“Apa sih yang kamu katakan, Clara? Kenapa tiba-tiba kamu menuduh kami?” tanya Syifa dengan nada heran.
Tatapan Clara tajam tertuju pada dua sosok gadis di depannya. Dia berdiri berkacak pinggang dengan niat mengintimidasi.
“Kalian berdua pasti bersekongkol untuk mencelakai Tania. Gue tahu itu!”
Syifa menggelengkan kepalanya dengan tegas. “Kami sama sekali nggak berbuat semacam itu. Dan nggak ada bukti bahwa kami melakukan apa-apa kan?”
Clara terdiam dengan tatapan yang masih terarah keada Syifa.
“Lo yakin dengan ini, Clara?” bisik Rere mendekati telinganya.
Emosi Clara naik, membuat gadis itu nampak makin berang. Dia tak mau menggubris Rere yang nampak ragu dengan tindakannya.
“Kalian ngaku aja, apa yang udah kalian lakuin!

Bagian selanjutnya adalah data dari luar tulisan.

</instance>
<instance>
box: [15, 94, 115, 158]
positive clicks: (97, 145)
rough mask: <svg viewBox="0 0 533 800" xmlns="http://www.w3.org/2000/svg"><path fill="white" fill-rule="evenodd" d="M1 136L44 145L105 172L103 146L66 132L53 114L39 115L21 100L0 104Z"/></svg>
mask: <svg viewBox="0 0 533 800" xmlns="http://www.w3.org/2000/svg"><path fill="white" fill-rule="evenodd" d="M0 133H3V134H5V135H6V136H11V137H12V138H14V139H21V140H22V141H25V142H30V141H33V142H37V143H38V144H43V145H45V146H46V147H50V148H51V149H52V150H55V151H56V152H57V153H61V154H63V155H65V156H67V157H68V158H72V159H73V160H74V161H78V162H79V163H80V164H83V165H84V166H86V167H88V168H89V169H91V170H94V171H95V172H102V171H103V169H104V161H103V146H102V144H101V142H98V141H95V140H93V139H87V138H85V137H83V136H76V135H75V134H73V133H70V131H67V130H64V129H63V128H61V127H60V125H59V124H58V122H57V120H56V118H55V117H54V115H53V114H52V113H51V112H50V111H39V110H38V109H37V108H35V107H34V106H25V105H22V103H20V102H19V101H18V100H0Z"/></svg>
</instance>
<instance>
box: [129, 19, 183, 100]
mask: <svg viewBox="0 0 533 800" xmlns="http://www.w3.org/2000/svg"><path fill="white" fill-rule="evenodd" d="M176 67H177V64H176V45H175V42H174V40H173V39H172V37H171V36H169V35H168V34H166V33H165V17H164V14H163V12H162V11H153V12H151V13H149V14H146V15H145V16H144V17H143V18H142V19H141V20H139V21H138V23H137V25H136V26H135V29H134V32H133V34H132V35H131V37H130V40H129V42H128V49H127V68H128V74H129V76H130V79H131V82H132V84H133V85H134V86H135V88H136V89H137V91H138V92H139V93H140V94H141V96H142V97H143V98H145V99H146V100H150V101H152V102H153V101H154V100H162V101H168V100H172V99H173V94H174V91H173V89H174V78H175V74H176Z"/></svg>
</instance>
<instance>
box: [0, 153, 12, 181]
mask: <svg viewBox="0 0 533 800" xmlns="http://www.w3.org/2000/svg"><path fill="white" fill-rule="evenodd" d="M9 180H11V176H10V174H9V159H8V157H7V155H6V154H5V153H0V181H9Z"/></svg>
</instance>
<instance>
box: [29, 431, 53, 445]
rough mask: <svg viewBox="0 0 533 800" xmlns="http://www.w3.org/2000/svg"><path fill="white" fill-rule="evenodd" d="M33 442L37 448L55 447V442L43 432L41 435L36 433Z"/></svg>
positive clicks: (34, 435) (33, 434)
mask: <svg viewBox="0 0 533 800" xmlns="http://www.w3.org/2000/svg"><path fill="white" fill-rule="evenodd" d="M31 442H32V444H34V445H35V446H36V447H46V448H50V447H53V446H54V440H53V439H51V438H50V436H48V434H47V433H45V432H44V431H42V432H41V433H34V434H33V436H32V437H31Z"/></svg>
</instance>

Apa ini perbuatan lo, cewek aneh? Apa yang lo lakuin ke Tania?” tuding Clara kepada Amaya dengan jari telunjuk di depan wajah Amaya.
Amaya hanya diam saja, tak menanggapi ucapan provokativ Clara.
“Kalian menuduh tanpa bukti,” ucap Syifa kesal.
“Gue tahu, setiap kali ada cewek aneh ini, pasti ada aja yang terluka. Waktu itu Rere sampai masuk rumah sakit gara-gara dia. Sekarang Tania. Berikutnya giliran siapa lagi?!”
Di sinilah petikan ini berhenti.